Prox1 inhibits proliferation of human breast cancer cells in vivo. (A) Schematic representation of the in vivo orthotopic breast cancer mouse model, using the Biorender biotool. (B) Representative images of whole tumors that were grown in NOD/SCID animals mammary pads using MDA-MB-231 cells over-expressing GFP or Prox1. (C) Quantification of the tumor growth after the orthotopic injections of MDA-MB-231 cells over-expressing GFP and Prox1, as indicated. (D) Quantification of the tumor weight of the tumors over-expressing GFP and Prox1 (GFP: 0.2060 ± 0.04526 g vs.
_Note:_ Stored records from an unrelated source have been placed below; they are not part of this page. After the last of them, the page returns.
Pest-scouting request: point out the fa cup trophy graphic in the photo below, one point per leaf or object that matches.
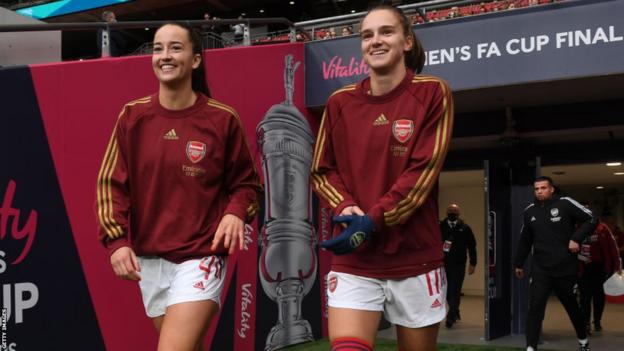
(288, 261)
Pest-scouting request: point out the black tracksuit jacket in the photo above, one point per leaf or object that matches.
(548, 228)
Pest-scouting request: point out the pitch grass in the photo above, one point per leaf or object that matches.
(391, 345)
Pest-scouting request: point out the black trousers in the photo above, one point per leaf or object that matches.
(540, 289)
(455, 279)
(591, 289)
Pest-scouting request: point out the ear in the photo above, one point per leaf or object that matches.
(196, 60)
(409, 42)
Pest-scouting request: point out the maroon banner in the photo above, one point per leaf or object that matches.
(79, 104)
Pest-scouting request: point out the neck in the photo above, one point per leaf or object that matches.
(176, 98)
(383, 82)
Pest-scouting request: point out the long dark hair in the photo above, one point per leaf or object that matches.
(198, 77)
(415, 58)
Prox1: 0.05900 ± 0.02923 g, p < 0.0001). (E) Tumor sections of MDA-MB-231 cells over-expressing GFP and Prox1 were labeled for Ki-67 (red) and DAPI (blue). Tumors were collected at the end of the experiment. Scale bar: 40 μM. (F) Quantification of the Ki-67 index in GFP and Prox1 treated tumors (GFP: 27.22 ± 6.206% vs. Prox1: 18.89 ± 3.752%, p < 0.05). (G) Tumor sections of MDA-MB-231 cells over-expressing GFP and Prox1 were labeled for pH3 (red) and DAPI (blue). Tumors were collected at the end of the experiment. Scale bar: 40 μM. (H) Quantification of the pH3 index in GFP and Prox1 treated tumors (GFP: 3.667 ± 1.394% vs. Prox1: 0.3333 ± 0.7454%, p < 0.01). (I) Tumor sections of MDA-MB-231 cells over-expressing GFP and Prox1 were labeled for c-Myc (red) and DAPI (blue). Tumors were collected at the end of the experiment. Scale bar: 75 μM. (J) Quantification of the c-Myc index in GFP and Prox1-treated tumors (GFP: 21.67 ± 4.859% vs. Prox1: 13.00 ± 4.314%, p < 0.05). For all cases, * p < 0.05, ** p < 0.01.

Figure 9

Proposed model of Prox1 anti-tumorigenic mechanism in breast cancer. Depiction of Prox1 inhibitory action on c-Myc and its effectors on Warburg effect. The negative effect of Prox1 on c-Myc gene expression represses tumor growth and metastasis.